Lastly I tried a much more expensive object to really prove pooling.

class ExpensiveInit(ManyProperty):
    """This one has an expensive setup."""
    def __init__(self):
        self.data = range(300)
class ExpensiveInitPool(ObjectPool):
    pool_class = ExpensiveInit
t7 = timeit.timeit( stmt = "ExpensiveInit()",
                    setup = "from %s import ExpensiveInit" % __name__,
                    number = number)
print "Init ExpensiveInit() %d times = %.2f usec/pass" % (number, number * t7/number)
t8 = timeit.timeit( stmt = "pool.checkin(pool.checkout())",
                    setup = "from %s import ExpensiveInitPool\npool = ExpensiveInitPool()" % __name__,
                    number = number)
print "Using pools for ExpensiveInitPool() %d times = %.2f usec/pass" % (number, number * t8/number)

The results:

Init ExpensiveInit() 1000000 times = 8.31 usec/pass
Using pools for ExpensiveInitPool() 1000000 times = 2.31 usec/pass


Object pools can significantly improve your efficiency. After a point. For simple data objects it's probably not worth it and profiling can give you an idea of when your data object can be pooled.
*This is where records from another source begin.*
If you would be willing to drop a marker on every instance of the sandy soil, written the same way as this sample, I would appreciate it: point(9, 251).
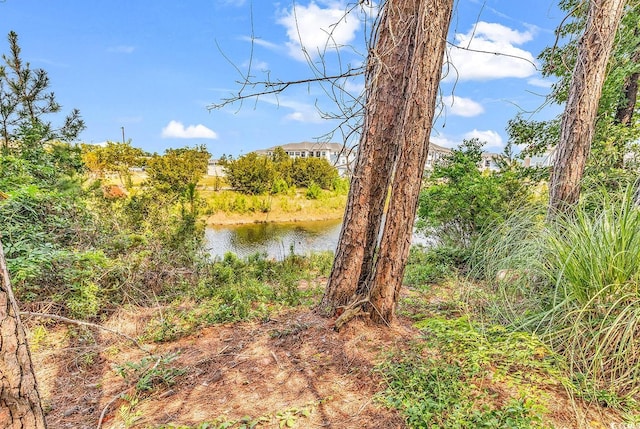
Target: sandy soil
point(295, 365)
point(292, 368)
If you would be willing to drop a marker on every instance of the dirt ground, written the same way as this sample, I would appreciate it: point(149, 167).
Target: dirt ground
point(292, 370)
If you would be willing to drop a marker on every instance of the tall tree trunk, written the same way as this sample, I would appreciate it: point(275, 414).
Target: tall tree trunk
point(431, 23)
point(386, 81)
point(624, 113)
point(403, 76)
point(20, 406)
point(578, 120)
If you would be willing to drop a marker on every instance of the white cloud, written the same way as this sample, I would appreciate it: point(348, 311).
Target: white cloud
point(314, 29)
point(302, 112)
point(492, 139)
point(122, 49)
point(177, 130)
point(488, 51)
point(542, 83)
point(460, 106)
point(234, 2)
point(261, 42)
point(256, 65)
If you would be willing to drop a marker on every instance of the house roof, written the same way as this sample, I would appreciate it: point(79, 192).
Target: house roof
point(334, 147)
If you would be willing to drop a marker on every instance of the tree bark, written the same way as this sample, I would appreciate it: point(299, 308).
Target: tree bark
point(627, 106)
point(431, 23)
point(385, 81)
point(578, 121)
point(20, 406)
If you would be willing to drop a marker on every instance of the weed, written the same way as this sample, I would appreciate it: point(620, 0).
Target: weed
point(127, 412)
point(150, 372)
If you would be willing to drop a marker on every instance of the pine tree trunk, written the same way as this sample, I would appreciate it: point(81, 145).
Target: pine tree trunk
point(431, 23)
point(20, 406)
point(386, 81)
point(578, 121)
point(627, 106)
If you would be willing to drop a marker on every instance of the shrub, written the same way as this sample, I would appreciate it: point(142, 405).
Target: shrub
point(575, 281)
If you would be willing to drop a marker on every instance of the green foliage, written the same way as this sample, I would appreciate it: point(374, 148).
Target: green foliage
point(25, 103)
point(340, 185)
point(616, 131)
point(459, 201)
point(431, 265)
point(233, 290)
point(250, 173)
point(114, 157)
point(453, 389)
point(178, 169)
point(308, 171)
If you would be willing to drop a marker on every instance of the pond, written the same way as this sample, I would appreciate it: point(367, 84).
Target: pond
point(278, 240)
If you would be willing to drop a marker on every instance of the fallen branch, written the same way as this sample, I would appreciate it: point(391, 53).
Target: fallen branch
point(83, 323)
point(350, 312)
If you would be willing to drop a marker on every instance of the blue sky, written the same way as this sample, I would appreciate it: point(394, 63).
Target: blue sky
point(154, 67)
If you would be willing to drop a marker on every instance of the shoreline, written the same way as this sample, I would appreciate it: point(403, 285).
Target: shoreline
point(231, 219)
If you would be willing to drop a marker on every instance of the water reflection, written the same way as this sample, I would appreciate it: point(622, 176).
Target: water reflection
point(277, 240)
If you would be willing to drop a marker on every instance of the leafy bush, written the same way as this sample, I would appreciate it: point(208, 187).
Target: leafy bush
point(250, 173)
point(257, 174)
point(459, 201)
point(426, 266)
point(313, 191)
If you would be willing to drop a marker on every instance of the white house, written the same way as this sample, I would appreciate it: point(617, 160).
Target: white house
point(340, 156)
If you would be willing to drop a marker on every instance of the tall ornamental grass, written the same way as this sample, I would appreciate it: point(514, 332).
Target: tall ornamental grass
point(575, 282)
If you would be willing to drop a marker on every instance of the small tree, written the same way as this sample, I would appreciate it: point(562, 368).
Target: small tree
point(115, 158)
point(459, 200)
point(25, 101)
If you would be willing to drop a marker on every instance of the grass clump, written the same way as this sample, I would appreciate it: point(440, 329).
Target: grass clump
point(450, 379)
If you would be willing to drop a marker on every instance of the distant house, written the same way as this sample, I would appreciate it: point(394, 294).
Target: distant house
point(340, 156)
point(435, 154)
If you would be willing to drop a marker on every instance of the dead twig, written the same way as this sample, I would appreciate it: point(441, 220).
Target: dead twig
point(83, 323)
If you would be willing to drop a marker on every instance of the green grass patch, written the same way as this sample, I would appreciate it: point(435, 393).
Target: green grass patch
point(461, 376)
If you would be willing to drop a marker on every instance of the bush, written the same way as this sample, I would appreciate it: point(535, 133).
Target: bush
point(313, 191)
point(251, 173)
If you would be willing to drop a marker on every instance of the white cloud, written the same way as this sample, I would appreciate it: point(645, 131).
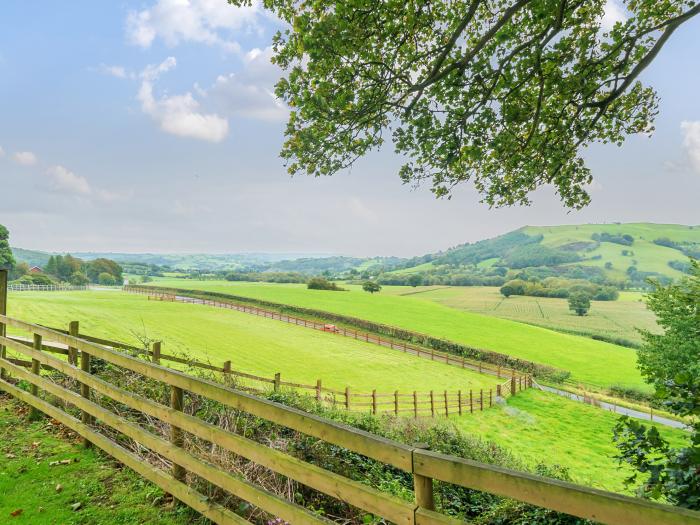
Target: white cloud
point(63, 180)
point(114, 71)
point(614, 13)
point(178, 114)
point(691, 142)
point(25, 158)
point(250, 92)
point(209, 22)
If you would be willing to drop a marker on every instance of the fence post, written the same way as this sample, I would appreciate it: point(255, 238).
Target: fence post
point(73, 329)
point(423, 488)
point(177, 402)
point(156, 352)
point(3, 311)
point(277, 382)
point(85, 366)
point(36, 369)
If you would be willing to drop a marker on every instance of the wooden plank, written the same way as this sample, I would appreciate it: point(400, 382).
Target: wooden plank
point(375, 447)
point(191, 497)
point(234, 484)
point(584, 502)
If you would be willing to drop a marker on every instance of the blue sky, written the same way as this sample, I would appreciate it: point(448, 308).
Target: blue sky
point(150, 126)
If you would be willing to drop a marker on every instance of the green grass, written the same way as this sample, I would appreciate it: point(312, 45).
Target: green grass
point(541, 427)
point(108, 494)
point(649, 256)
point(618, 319)
point(594, 362)
point(254, 344)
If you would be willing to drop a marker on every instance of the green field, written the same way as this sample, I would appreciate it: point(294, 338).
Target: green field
point(650, 257)
point(617, 319)
point(541, 427)
point(107, 493)
point(594, 362)
point(254, 344)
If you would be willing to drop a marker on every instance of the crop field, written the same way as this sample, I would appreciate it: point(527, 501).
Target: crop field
point(539, 427)
point(253, 344)
point(591, 361)
point(617, 319)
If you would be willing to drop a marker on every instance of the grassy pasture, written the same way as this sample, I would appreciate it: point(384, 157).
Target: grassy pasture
point(107, 493)
point(255, 345)
point(541, 427)
point(610, 318)
point(591, 361)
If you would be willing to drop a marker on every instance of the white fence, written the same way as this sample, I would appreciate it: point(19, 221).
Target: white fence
point(45, 288)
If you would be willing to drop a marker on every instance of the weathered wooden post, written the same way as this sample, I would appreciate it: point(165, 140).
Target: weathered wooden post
point(277, 382)
point(85, 391)
point(423, 488)
point(177, 402)
point(3, 311)
point(73, 329)
point(156, 352)
point(36, 369)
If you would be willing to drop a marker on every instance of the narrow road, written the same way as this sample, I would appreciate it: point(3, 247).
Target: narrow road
point(615, 408)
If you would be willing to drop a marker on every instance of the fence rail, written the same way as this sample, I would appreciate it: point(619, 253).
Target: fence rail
point(45, 288)
point(435, 355)
point(417, 404)
point(425, 466)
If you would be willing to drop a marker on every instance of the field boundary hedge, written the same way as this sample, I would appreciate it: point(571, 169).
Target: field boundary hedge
point(547, 372)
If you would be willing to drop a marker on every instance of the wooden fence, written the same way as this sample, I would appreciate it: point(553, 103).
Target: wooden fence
point(416, 404)
point(435, 355)
point(425, 466)
point(45, 288)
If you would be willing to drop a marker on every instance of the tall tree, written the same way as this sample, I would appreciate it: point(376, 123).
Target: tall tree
point(671, 362)
point(7, 260)
point(503, 93)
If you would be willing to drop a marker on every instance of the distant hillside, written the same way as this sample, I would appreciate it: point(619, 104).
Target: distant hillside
point(605, 252)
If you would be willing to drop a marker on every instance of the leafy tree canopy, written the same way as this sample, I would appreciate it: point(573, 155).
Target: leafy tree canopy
point(7, 260)
point(502, 93)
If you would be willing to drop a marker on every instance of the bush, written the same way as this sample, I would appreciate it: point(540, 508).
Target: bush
point(321, 283)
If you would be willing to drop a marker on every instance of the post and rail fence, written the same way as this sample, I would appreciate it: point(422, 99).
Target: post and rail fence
point(171, 474)
point(415, 404)
point(481, 367)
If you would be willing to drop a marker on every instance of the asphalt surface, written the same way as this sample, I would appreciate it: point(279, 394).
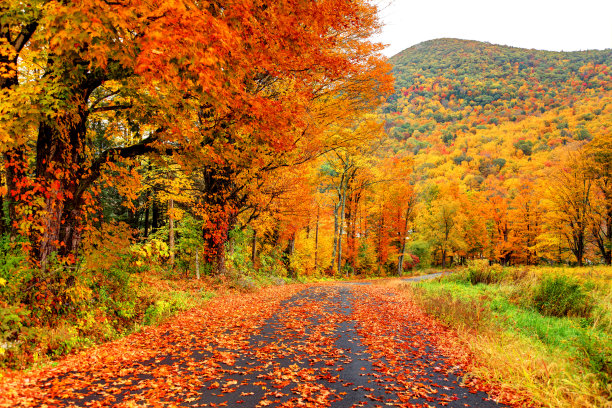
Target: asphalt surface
point(312, 353)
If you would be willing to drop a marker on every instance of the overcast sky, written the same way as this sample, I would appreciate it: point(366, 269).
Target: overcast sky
point(555, 25)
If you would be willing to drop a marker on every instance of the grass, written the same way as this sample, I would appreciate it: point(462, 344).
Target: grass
point(558, 355)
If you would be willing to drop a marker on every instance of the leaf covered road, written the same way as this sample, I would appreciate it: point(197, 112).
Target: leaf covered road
point(338, 346)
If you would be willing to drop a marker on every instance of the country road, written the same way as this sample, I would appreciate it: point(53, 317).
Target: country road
point(317, 346)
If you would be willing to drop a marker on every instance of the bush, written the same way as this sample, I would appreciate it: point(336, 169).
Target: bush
point(480, 272)
point(561, 296)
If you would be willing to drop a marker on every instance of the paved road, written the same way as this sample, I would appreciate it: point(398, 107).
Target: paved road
point(337, 346)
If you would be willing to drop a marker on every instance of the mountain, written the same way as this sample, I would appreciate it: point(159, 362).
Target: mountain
point(470, 110)
point(510, 150)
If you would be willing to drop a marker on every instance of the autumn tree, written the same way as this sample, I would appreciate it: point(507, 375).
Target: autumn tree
point(570, 202)
point(158, 77)
point(598, 157)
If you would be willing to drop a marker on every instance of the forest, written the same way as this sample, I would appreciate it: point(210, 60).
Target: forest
point(150, 141)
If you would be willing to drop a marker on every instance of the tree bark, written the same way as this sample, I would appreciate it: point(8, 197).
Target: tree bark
point(171, 230)
point(317, 240)
point(254, 247)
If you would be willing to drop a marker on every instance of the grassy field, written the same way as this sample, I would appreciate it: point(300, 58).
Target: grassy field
point(547, 332)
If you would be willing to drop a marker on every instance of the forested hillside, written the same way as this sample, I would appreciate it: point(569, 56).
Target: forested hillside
point(511, 150)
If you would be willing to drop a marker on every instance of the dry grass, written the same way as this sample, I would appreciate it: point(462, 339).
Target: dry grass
point(518, 363)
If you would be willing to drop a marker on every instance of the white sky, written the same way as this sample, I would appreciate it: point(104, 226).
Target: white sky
point(555, 25)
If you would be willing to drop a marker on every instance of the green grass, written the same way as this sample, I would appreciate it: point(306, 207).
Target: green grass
point(569, 338)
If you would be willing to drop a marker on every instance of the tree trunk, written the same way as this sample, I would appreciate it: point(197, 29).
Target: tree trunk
point(336, 224)
point(341, 229)
point(404, 236)
point(443, 258)
point(197, 264)
point(317, 240)
point(171, 230)
point(254, 247)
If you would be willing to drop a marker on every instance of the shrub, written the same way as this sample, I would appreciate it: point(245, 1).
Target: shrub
point(561, 296)
point(481, 272)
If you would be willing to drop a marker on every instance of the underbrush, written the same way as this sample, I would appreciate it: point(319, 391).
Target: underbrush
point(115, 289)
point(547, 332)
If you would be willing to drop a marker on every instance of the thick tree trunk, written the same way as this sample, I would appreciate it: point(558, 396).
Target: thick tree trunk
point(403, 237)
point(171, 230)
point(336, 225)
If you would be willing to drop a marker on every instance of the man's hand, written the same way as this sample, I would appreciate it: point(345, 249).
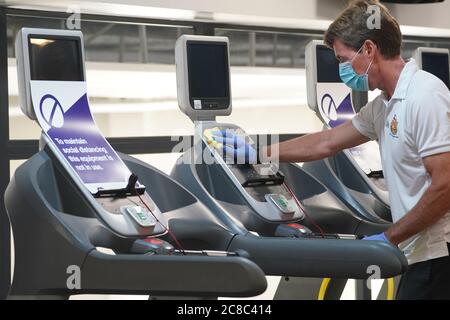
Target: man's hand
point(377, 237)
point(235, 147)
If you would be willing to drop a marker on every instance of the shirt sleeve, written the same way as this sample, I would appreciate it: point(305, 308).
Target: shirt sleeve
point(364, 121)
point(431, 128)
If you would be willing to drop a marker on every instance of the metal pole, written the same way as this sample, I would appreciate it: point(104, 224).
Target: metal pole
point(5, 240)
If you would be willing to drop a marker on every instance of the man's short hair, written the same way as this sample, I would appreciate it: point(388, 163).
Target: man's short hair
point(351, 27)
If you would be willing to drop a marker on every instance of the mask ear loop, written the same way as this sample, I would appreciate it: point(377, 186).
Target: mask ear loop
point(370, 64)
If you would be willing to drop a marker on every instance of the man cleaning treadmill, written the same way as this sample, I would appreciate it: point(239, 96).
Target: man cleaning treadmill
point(411, 122)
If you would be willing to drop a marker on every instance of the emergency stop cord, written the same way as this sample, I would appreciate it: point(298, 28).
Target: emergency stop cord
point(132, 180)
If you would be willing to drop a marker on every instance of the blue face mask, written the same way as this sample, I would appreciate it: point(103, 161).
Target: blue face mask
point(358, 82)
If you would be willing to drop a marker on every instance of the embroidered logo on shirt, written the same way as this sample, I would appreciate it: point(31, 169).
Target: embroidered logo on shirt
point(394, 127)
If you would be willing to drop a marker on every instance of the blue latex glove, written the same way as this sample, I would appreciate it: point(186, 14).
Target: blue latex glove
point(235, 147)
point(377, 237)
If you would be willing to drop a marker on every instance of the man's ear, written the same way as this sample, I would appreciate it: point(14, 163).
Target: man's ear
point(370, 49)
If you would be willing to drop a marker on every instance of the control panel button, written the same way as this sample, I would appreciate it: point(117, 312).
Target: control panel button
point(141, 216)
point(281, 203)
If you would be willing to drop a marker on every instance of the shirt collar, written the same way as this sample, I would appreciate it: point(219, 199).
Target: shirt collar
point(401, 89)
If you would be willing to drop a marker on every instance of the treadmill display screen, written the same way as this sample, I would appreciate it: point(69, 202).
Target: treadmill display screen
point(208, 72)
point(437, 64)
point(327, 65)
point(55, 59)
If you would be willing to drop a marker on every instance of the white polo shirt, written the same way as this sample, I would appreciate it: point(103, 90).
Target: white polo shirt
point(413, 124)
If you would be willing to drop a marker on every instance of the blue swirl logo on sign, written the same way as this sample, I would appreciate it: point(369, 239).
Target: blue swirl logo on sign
point(52, 111)
point(334, 115)
point(329, 108)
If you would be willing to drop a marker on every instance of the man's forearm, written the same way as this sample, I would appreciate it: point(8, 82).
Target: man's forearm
point(307, 148)
point(433, 205)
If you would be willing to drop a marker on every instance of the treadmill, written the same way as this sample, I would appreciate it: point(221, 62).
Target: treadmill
point(76, 196)
point(256, 201)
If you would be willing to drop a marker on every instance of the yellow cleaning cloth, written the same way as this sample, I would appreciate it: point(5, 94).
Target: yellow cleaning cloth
point(209, 139)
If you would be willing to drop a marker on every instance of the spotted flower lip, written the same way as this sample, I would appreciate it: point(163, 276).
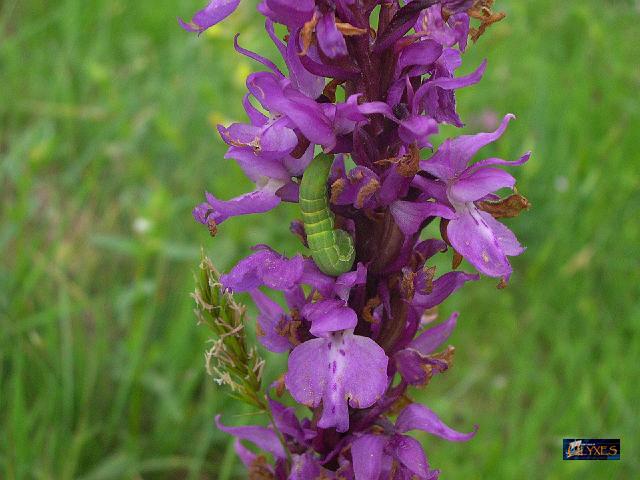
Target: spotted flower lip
point(371, 98)
point(475, 234)
point(375, 454)
point(335, 370)
point(213, 13)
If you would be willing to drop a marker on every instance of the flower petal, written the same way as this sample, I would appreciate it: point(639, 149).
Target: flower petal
point(264, 438)
point(336, 369)
point(327, 316)
point(259, 201)
point(454, 154)
point(410, 215)
point(265, 267)
point(442, 288)
point(346, 281)
point(433, 337)
point(305, 380)
point(330, 39)
point(271, 321)
point(286, 421)
point(214, 12)
point(410, 453)
point(473, 237)
point(419, 417)
point(474, 186)
point(366, 455)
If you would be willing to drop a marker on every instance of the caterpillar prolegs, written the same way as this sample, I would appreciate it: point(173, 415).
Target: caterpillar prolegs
point(332, 249)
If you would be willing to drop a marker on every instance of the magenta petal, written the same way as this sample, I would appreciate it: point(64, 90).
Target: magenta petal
point(419, 417)
point(327, 316)
point(472, 237)
point(247, 457)
point(442, 288)
point(419, 53)
point(454, 154)
point(410, 215)
point(346, 281)
point(330, 39)
point(214, 12)
point(308, 83)
point(474, 186)
point(409, 452)
point(499, 161)
point(256, 166)
point(277, 141)
point(505, 237)
point(259, 201)
point(366, 455)
point(433, 337)
point(312, 276)
point(357, 368)
point(271, 320)
point(417, 369)
point(418, 129)
point(305, 379)
point(286, 421)
point(262, 437)
point(306, 467)
point(265, 267)
point(344, 367)
point(307, 115)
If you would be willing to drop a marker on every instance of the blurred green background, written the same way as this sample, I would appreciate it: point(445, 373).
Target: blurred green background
point(107, 140)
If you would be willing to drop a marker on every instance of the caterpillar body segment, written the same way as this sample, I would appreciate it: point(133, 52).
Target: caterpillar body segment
point(332, 249)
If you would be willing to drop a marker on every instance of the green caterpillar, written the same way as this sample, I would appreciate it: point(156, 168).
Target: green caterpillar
point(332, 249)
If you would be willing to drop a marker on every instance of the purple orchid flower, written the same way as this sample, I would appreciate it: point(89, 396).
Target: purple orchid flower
point(374, 455)
point(338, 369)
point(475, 234)
point(372, 95)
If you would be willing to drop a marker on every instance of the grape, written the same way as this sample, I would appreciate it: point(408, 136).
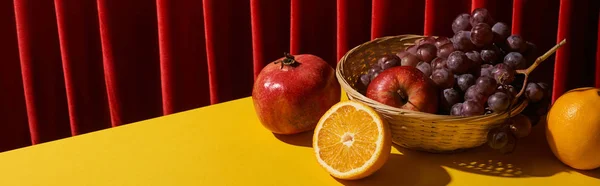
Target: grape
point(520, 126)
point(475, 93)
point(509, 89)
point(482, 35)
point(461, 23)
point(465, 81)
point(475, 58)
point(456, 109)
point(486, 84)
point(412, 50)
point(374, 75)
point(401, 54)
point(472, 108)
point(445, 50)
point(490, 55)
point(425, 68)
point(462, 41)
point(388, 61)
point(427, 40)
point(458, 62)
point(409, 60)
point(534, 92)
point(438, 63)
point(498, 102)
point(443, 78)
point(497, 138)
point(426, 52)
point(374, 72)
point(515, 60)
point(501, 32)
point(516, 43)
point(481, 15)
point(546, 88)
point(365, 79)
point(440, 41)
point(486, 70)
point(503, 74)
point(450, 96)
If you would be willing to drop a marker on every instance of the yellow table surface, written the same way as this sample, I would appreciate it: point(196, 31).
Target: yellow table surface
point(225, 144)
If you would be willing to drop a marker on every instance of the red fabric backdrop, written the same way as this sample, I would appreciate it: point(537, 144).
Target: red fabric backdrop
point(76, 66)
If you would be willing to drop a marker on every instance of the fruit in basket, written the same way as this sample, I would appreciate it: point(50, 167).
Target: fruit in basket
point(515, 60)
point(573, 128)
point(388, 61)
point(290, 94)
point(481, 15)
point(449, 97)
point(458, 62)
point(472, 108)
point(443, 78)
point(501, 32)
point(482, 35)
point(461, 23)
point(426, 52)
point(498, 102)
point(404, 87)
point(534, 92)
point(425, 68)
point(479, 63)
point(503, 74)
point(409, 60)
point(487, 85)
point(465, 81)
point(351, 141)
point(462, 41)
point(445, 50)
point(516, 43)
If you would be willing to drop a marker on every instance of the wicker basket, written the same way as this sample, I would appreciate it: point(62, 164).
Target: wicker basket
point(411, 129)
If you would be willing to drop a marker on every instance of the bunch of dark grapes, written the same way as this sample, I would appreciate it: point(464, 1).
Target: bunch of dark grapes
point(475, 71)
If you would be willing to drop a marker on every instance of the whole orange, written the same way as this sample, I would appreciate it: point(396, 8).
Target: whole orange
point(573, 130)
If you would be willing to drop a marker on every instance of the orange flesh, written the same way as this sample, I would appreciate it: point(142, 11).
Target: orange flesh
point(349, 144)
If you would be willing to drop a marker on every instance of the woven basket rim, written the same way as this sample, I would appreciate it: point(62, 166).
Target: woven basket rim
point(354, 94)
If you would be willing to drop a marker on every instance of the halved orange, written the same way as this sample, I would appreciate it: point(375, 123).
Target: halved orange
point(351, 141)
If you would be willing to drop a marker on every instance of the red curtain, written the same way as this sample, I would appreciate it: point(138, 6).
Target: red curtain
point(75, 66)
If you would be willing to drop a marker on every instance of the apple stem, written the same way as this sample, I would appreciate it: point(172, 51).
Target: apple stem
point(289, 60)
point(402, 95)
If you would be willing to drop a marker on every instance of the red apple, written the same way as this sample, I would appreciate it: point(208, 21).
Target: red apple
point(291, 94)
point(404, 87)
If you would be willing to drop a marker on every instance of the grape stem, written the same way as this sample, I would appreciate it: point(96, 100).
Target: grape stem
point(540, 59)
point(537, 62)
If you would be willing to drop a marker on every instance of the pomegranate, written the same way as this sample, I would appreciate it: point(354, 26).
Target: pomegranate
point(291, 94)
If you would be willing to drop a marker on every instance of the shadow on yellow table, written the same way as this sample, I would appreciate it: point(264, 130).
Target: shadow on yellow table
point(209, 146)
point(532, 158)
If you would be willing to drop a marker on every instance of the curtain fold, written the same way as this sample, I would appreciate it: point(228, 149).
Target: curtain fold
point(75, 66)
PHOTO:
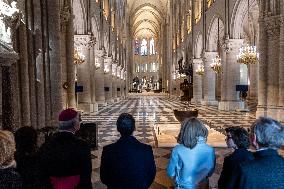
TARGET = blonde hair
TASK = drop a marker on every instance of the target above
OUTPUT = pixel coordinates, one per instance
(7, 147)
(191, 129)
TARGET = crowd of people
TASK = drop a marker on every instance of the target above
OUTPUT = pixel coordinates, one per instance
(64, 161)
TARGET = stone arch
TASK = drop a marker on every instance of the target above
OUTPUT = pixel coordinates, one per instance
(80, 17)
(212, 35)
(239, 16)
(198, 47)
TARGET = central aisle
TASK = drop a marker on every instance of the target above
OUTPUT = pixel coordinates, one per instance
(150, 111)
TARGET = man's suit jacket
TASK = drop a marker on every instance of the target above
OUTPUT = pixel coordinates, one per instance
(65, 155)
(266, 171)
(230, 163)
(127, 164)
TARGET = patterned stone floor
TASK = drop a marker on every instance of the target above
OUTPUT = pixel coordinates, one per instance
(148, 112)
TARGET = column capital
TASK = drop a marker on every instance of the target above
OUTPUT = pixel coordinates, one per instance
(232, 44)
(208, 56)
(84, 41)
(197, 61)
(273, 25)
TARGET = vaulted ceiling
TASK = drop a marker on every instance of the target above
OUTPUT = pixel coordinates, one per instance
(146, 17)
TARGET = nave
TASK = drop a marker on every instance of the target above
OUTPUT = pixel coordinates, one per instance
(158, 110)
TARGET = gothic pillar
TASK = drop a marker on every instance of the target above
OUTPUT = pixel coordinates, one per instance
(197, 82)
(114, 81)
(274, 68)
(262, 71)
(99, 77)
(119, 91)
(231, 77)
(209, 80)
(108, 79)
(83, 73)
(55, 61)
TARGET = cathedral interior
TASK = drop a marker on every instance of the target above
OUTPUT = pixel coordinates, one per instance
(145, 57)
For very complex objects it's very likely that object pools can give you a benefit.

However you should keep in mind two things, one is the strategy you employ when you've checked-out every object in the pool.

The other is you must remember to initialise properly. Since objects are being borrowed between different components and reused you have to reset the object state. If you do not and make assumptions about the state of an object you've checked out you may get into an unexpected situation. This may add a little extra overhead but since the initialisation phase is part of object construction you'll still be more efficient than traditional construction.